Rivers and wetlands get dry naturally too. So why do we put water into the environment when nature, and regulation of rivers, has turned off the tap?
In last year’s Reflections, the question we answered for our community was 'Why do we water when it is wet?’ It’s also important to ask the same questions when it’s dry, especially given competing demands for water.
On one level, it is apparent that during dry years environmental flows are needed to sustain parched wetlands and rivers and refresh stagnant pools. However, when water becomes scarce, some people question why we still release water for the environment at the same time water is needed for irrigated farming.
The artificial drought
Rain or shine, many of Victoria’s rivers, floodplains and wetlands constantly experience an artificial drought. This is because Victoria’s waterways have continued to be modified as the population has grown, to provide water for food production, towns and industry. The water in rivers is now pooled up in water storages and flow is controlled by weirs and other mechanisms. In some rivers, up to half of the water that would have naturally flowed in them is removed each year for farms, homes and businesses.

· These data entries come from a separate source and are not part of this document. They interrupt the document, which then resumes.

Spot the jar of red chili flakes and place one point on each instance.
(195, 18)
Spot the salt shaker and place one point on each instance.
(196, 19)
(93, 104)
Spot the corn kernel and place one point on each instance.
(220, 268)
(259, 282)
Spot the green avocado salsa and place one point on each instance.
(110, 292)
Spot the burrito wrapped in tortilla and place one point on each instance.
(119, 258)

Even when it’s wet, these rivers and wetlands get less water than they would naturally. But this impact is far greater when it’s dry, which can mean real problems for our waterways and the plants, animals and communities that rely on them. Dams allow water to be captured in a wet year and kept for use when it’s dry. This is why the VEWH had high amounts of water for the environment in 2017-18 even when it wasn’t raining much. Environmental flow managers use that water to build the resilience of waterways. This is critical, so that rivers, wetlands and the plants and animals that rely on them can better cope when it gets really dry – in conditions like the Millennium Drought – when there is little rain and littlewater in storage.
Building on the good start
To support strong, healthy rivers and wetlands, water for the environment was delivered in 2017-18 to build upon the benefits the previous wet year provided. One wet year does not make the environment healthy. It is nature’s way of providing a boost, but good follow-up years are needed to build on the gains made and to ensure the benefits from past watering is not lost. The best outcome for the environment is when these good follow-up years bridge the gap between floods.

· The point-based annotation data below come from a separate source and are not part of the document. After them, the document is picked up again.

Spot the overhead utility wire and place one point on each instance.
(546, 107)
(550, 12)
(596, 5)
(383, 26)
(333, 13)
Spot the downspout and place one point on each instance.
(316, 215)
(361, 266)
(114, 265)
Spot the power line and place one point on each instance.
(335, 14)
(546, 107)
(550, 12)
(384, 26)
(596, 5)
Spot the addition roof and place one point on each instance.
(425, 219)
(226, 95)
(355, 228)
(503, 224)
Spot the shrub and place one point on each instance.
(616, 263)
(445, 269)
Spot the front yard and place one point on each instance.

As dry conditions through winter and spring unfolded in 2017-18, water for the environment was delivered across the landscape, to rivers, wetlands and floodplains. In many cases, this meant watering (topping up) wetlands and floodplains that were flooded the year before.
In northern Victoria, environmental flows were delivered to new river red gums and black box trees that started growing after the 2016-17 floods to help them become established and better able to survive the next dry period.
Likewise, environmental flows in rivers provided ideal conditions for native fish that recruited in the floods to disperse and boost populations across the whole river system. In places like the Wimmera River, platypus populations had reduced their distribution to the healthiest sections of waterways. Environmental flows have now supported the dispersal of platypus back into sections of waterways that have recovered by bridging the gap between wetter years.
Planning for all conditions
The VEWH shares community concerns about water scarcity and supply during dry conditions.
We keep a close eye on climate predictions and weather conditions through the seasons to make the most of any water used to protect our environment.
An extensive amount of planning goes into preparing for drought, dry, average and wet scenarios. In the same way rainfall patterns influence how people water their gardens or paddocks, different climatic conditions influence how we manage water for the environment.
In any given year, the need for environmental flows, as outlined in the annual seasonal watering plan, can be higher than the available water. Therefore, it is important to consider where water is most needed and how it can be used most efficiently to achieve the best environmental outcomes.
A healthy environment underpins healthy communities, and in dry conditions, waterways and wetlands are a haven for plants and animals, as well as people.